Já a audiência funciona da seguinte forma: 1º) as partes podem fazer-se acompanhar na audiência por amigos, parentes ou vizinhos; 2º) o presidente conduz as partes para o local da audiência; 3º) geralmente, o queixoso é o primeiro a falar, seguindo-se-lhe o arguido; 4º) depois disso, o presidente interroga as partes; e, 5º) por fim, o presidente toma uma decisão (Santos, 2014, n.p).

Denota-se, portanto, que se está diante de um pluralismo jurídico interclassista. Ao ocupar-se dos conflitos entre as classes oprimidas, o direito de Pasárgada não só liberta os tribunais oficiais e os gabinetes de assistência jurídica do fardo de ter que atender os casos das favelas, mas também reforça a socialização dos habitantes de Pasárgada numa ideologia jurídica que legitima e consolida a dominação de classe. Ao fornecer aos moradores de Pasárgada uma forma pacífica de resolução e de prevenção dos litígios, o direito de Pasárgada neutraliza, em parte, a violência da sociedade capitalista (Santos, 2014, n.p).

Destaca-se também que o direito de Pasárgada é acessível.  Os moradores de Pasárgada não pagam honorários aos advogados nem custas nos tribunais. Não têm de pagar transportes nem de perder um dia de salário. Os casos são julgados sem grandes demoras. As pessoas não se vestem de uma forma diferente para ir à AM, nem se entregam a auto-apresentações ritualistas, e usam a linguagem corrente para transmitir os fatos, as posições e os argumentos do caso (Santos, 2014, n.p).

O nível de participação e a informalidade do processo jurídico estão intimamente relacionados e ambos são elevados. O caso é apresentado pelas partes, às vezes com o auxílio de parentes ou vizinhos. A mediação é o modelo dominante da resolução de litígios. Procura-se sempre chegar a um compromisso em que cada parte cede um pouco e recebe um pouco (Santos, 2014, n.p).

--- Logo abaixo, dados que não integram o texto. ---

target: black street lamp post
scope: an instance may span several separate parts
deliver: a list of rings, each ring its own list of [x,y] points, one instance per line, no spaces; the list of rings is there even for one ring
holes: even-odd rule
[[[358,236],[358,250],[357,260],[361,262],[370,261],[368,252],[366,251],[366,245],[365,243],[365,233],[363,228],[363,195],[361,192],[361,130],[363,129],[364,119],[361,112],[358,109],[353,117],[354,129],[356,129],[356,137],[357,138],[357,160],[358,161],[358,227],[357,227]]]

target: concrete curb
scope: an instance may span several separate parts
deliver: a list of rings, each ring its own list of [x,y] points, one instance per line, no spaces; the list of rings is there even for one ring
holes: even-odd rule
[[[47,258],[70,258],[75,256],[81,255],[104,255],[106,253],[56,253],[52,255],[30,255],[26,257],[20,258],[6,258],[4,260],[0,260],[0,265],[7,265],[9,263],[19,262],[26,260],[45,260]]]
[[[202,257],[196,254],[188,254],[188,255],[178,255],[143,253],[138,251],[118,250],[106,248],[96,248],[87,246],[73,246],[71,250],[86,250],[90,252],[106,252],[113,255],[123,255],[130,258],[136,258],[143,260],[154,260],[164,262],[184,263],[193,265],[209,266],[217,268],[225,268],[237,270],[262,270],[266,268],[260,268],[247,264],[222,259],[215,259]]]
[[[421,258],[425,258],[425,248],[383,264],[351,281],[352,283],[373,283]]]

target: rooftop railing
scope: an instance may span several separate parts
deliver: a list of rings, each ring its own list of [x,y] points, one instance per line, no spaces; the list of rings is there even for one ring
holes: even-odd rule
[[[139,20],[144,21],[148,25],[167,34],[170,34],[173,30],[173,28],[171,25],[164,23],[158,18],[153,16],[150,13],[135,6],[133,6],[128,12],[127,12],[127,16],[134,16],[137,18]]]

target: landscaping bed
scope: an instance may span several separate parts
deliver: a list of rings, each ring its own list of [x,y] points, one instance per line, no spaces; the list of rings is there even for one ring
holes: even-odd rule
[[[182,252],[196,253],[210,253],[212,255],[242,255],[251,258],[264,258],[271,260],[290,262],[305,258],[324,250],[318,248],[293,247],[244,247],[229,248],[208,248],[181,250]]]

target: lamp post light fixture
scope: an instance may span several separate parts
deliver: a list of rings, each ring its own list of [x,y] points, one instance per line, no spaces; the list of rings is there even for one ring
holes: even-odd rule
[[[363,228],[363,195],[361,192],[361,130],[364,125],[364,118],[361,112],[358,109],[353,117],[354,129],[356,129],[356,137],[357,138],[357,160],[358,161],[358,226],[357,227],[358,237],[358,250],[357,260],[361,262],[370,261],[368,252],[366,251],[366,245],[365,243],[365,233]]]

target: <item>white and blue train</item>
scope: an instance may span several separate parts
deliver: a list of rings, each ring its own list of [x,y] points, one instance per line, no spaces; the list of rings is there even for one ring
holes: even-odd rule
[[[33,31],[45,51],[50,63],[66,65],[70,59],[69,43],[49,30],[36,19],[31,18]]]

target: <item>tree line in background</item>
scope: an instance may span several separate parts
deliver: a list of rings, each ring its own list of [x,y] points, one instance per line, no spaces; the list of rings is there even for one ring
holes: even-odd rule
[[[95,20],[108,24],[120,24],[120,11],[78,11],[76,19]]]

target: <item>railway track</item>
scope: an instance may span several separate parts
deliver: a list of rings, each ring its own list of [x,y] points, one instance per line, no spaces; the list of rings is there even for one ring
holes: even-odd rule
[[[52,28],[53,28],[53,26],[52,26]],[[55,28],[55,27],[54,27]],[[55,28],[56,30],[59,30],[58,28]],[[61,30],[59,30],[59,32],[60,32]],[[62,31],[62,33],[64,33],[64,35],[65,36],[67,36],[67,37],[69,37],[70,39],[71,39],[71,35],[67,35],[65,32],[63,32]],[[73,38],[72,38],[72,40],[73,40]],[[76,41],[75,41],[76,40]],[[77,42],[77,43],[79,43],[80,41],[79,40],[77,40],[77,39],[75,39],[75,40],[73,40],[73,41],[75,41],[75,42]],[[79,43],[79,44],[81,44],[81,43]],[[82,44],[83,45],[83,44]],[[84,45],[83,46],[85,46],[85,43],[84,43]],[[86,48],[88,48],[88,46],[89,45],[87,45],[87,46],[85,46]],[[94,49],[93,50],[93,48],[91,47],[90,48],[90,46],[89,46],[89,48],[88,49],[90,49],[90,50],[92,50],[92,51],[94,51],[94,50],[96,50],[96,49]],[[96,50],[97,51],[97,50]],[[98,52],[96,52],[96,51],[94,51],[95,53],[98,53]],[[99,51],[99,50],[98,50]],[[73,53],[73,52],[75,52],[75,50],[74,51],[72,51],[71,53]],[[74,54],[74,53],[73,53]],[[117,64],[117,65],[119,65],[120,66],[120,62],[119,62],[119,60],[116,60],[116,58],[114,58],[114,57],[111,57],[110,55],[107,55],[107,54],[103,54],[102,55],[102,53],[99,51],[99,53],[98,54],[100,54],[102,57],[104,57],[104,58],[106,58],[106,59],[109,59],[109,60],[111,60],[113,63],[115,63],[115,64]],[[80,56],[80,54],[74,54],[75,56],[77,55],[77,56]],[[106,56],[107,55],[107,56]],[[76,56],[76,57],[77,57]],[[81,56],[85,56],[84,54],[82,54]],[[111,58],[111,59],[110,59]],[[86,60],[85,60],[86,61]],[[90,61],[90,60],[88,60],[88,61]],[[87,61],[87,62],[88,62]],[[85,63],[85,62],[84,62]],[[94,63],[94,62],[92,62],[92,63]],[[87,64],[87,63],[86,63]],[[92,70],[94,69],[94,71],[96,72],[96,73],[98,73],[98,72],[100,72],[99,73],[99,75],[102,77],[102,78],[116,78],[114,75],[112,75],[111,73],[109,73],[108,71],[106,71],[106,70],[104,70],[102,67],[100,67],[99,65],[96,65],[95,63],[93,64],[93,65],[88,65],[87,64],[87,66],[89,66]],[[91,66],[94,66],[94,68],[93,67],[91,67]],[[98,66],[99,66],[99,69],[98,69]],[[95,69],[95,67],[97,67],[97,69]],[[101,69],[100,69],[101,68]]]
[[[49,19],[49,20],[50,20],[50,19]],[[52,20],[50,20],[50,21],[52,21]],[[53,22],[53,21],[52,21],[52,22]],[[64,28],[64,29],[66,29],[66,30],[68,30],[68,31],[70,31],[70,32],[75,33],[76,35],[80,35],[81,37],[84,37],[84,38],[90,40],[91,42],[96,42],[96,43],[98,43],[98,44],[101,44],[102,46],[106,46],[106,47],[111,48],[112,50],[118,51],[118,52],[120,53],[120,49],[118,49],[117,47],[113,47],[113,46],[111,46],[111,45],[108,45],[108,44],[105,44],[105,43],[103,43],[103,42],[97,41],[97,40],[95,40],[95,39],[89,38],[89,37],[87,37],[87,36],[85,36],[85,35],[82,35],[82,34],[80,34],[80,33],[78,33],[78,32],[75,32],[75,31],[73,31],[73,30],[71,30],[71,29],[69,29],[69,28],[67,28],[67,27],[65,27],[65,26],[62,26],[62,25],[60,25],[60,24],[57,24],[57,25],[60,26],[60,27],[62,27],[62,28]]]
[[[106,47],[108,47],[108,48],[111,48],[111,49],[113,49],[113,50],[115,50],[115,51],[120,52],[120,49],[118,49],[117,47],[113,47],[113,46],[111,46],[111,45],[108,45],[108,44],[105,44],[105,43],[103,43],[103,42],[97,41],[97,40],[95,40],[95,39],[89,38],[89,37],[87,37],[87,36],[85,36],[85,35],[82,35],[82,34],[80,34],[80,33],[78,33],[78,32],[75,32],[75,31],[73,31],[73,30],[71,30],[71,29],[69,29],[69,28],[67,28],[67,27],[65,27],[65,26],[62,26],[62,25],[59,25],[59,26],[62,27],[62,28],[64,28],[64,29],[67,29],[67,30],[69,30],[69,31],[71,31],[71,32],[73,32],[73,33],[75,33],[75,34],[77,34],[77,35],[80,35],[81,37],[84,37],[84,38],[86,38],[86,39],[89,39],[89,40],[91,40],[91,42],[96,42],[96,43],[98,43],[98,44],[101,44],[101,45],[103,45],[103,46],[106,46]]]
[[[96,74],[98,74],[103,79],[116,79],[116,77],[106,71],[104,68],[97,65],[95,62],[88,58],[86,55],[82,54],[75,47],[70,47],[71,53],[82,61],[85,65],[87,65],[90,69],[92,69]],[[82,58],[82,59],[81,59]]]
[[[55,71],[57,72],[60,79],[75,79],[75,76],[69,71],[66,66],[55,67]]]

Essa situação é uma alternativa eficaz à realidade da justiça brasileira que: “em relação aos pobres, o judiciário segue sendo uma instituição de portas fechadas e inacessíveis, reprodutora de injustiças” (Rebouças; Novaes; Marques, 2020, p. 125).

Denota-se que que a forma de resolução de conflitos em Pasárgada satisfez as necessidades da população local, considerando, principalmente o abandono histórico e as intensas barreiras para o acesso à justiça, o que se agrava com o regime ditatorial vigente no país à época do estudo realizado por Souza Santos. Conforme Dias e Rodrigues (2014, p. 429): “se trata de “uma tarefa progressista” [...] e uma estratégia contra a opressão classista [...], a tentativa de desvencilhar-se do indiferente direito oficial em vigor ao criar mecanismos próprios que atendam às práticas sociais, costumes e ética locais”.